Indeed, everybody has an opinion about women (and it’s mostly women about whom Blackstone writes) who have opted not to give birth, even as there’s a lot of thought that goes into the decision. Taking a strong stance can mean becoming something of a pariah, not to mention constant explaining that no, you don’t hate kids; no, you’re not “selfish”; and no, it’s none of anybody else’s business…
Rant, affirmation, support, “Childfree by Choice” is all that and a pile of controversy, even as it lays out very valid reasons why it shouldn’t be. Author Dr. Amy Blackstone, childfree herself, methodically shows that choosing not to be a parent is normal and quite common, and the numbers of childfree Americans are growing.
So who’s the audience for this book, anyhow, then?
Anyone who’s already eschewed reproducing will devour it; it’s a book that’ll make the childfree feel like bobblehead dolls nod-nod-nodding in recognition. It’s calm, and filled with validation and affirmation to counter the guilt-tripping.
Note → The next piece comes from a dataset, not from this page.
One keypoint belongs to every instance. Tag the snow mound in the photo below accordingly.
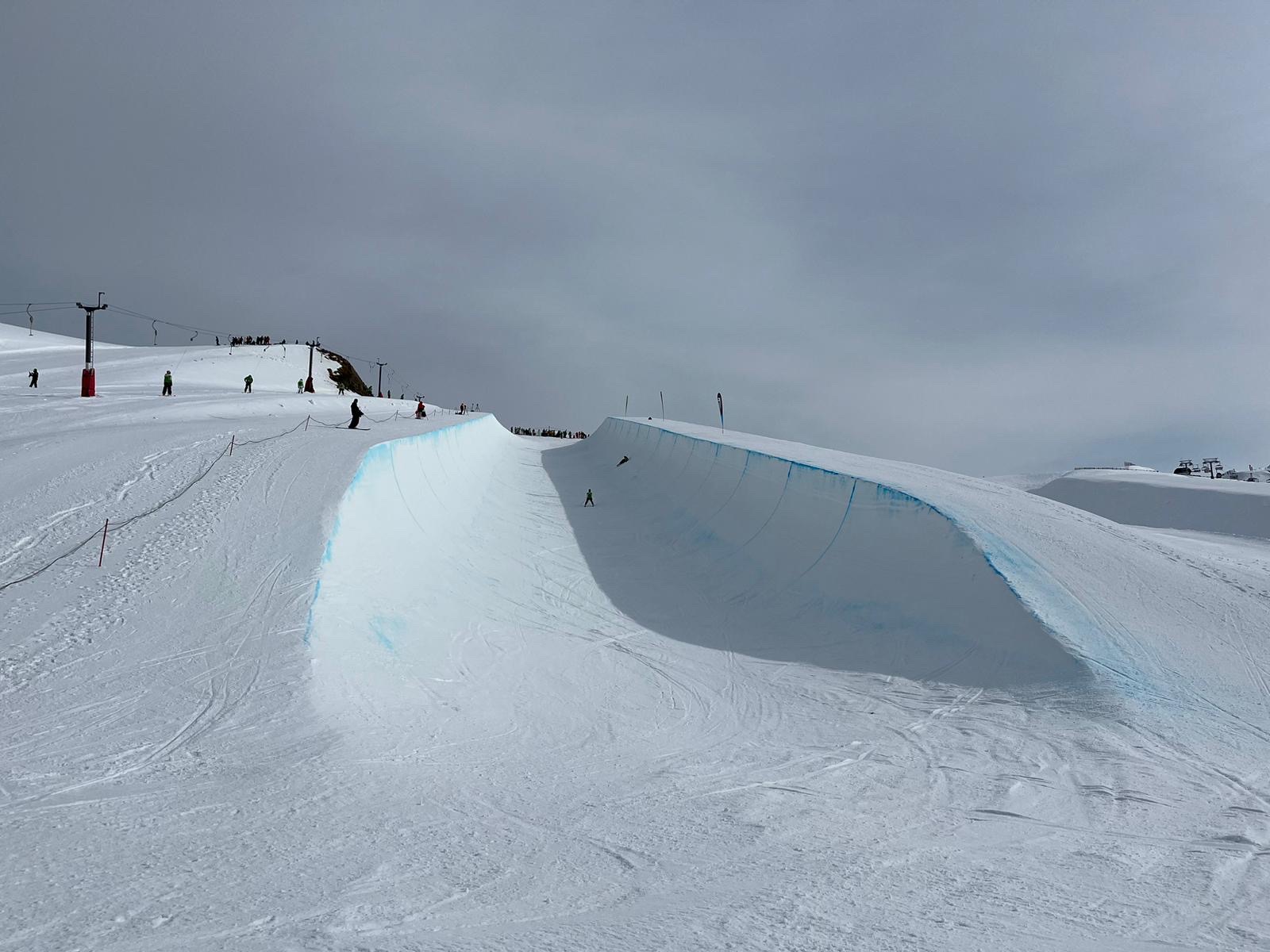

Statistics and case studies further offer a sense of affinity for like-minded readers but, they aren’t the only ones to benefit from reading this book: Blackstone found in her research that childfree adults are often happy to have kids in their lives.
That’s an important point in this treatise of understanding, both of self and of other viewpoints, and it’s rich in information for non-parents and parents alike. “Childfree by Choice” is for anyone concerned about today’s family life, so bump it to the top of your TBR list.